Joerg Wunsch wrote:
I've meanwhile got the word that AVR Studio itself uses fixed byte
patterns for the individual ISP commands to pass them down into the
STK500, since these commands have never changed, and are very likely
not going to ever change. That means we could simply drop all our bit
patterns from avrdude.conf,
Oh happy day!
I was just digging into converting a few from the new AvrStudio beta.
Maybe I'll wait a little bit :)
which is about the only information that
was/is missing in Atmel's XML files.
The feature I would most like to see in avrdude is an ability to
interpret the fuse bits in some more meaningful way. [...]
That's hard to do within the current command-line UI. I'd see this as
a job for a GUI, which should in theory have been made possible by the
recent split into a backend library, with main.c being just *one*
possible frontend, offering the traditional CLUI.
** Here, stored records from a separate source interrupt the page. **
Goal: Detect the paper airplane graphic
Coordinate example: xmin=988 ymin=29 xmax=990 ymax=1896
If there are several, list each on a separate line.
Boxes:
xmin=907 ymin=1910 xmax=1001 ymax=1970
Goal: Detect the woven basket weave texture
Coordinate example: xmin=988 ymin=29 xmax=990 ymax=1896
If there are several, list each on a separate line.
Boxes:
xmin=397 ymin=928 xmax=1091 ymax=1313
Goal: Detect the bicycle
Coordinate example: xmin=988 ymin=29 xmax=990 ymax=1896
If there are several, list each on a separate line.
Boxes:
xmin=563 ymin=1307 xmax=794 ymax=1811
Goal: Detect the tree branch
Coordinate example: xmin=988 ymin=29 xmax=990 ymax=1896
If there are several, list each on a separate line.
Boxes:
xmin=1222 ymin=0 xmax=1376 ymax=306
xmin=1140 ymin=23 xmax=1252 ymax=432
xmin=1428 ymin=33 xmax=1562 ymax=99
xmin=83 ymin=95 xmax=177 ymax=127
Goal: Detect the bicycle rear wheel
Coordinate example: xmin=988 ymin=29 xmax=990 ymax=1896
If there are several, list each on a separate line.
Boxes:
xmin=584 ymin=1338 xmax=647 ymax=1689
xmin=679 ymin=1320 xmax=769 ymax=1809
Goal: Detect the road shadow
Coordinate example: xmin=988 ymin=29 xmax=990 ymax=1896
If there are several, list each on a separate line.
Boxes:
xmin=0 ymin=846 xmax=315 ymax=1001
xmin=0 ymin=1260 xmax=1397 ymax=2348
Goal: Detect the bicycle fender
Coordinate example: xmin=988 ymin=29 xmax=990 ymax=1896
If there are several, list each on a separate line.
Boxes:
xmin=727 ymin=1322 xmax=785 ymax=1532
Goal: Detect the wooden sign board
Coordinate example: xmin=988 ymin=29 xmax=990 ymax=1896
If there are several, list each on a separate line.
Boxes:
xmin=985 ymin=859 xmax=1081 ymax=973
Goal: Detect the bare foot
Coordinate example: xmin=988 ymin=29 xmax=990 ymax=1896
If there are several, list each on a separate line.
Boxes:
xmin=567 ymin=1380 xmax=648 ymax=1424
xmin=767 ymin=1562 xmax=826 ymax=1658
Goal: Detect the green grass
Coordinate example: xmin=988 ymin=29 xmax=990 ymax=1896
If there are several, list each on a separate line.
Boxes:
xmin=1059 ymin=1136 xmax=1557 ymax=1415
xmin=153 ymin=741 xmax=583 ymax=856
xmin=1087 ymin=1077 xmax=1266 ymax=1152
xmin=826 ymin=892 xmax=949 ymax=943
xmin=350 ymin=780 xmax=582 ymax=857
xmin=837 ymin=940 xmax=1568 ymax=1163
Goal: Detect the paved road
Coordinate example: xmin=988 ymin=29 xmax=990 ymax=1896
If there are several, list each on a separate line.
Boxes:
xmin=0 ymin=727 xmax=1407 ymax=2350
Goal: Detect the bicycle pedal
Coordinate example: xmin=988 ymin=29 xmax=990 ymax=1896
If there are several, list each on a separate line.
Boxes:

But sure, if someone would start such a GUI as an integral part of
AVRDUDE, there's nothing that would prevent us from extracting the
respective fuse information so the GUI could use it. Even if the
information is not initially there within the configuration XML: just
add it to the script (or XSLT stylesheet), re-run, and then it will be
there.
I'm biased towards including the fuse information now, as we make this
change, even if no current front-end uses it. It doesn't seem like
there are a lot of software architecture decisions to be made about fuse
information -- it's mainly just a few strings of data per part with a
very regular organization. That way it's there, it's done, we won't
have another big debate about changing the configuration file, and
anybody that wants it can use it.
As for using it in the command line interface, it would be useful to
have even something as simple as a "fuse reporting" mode that, instead
of programming, printed the fuse names. Something like:
avrdude [...] --pretend -U lfuse:w:0xaf:m
You would program:
crystal oscillator,...
Messages like "disables JTAG", "disables ISP", and "programs flash read
protection" might even be an excuse for using the character color escape
sequences to display in some scary color. That is, assuming we can
figure out from the XML which are the risky fuse bits.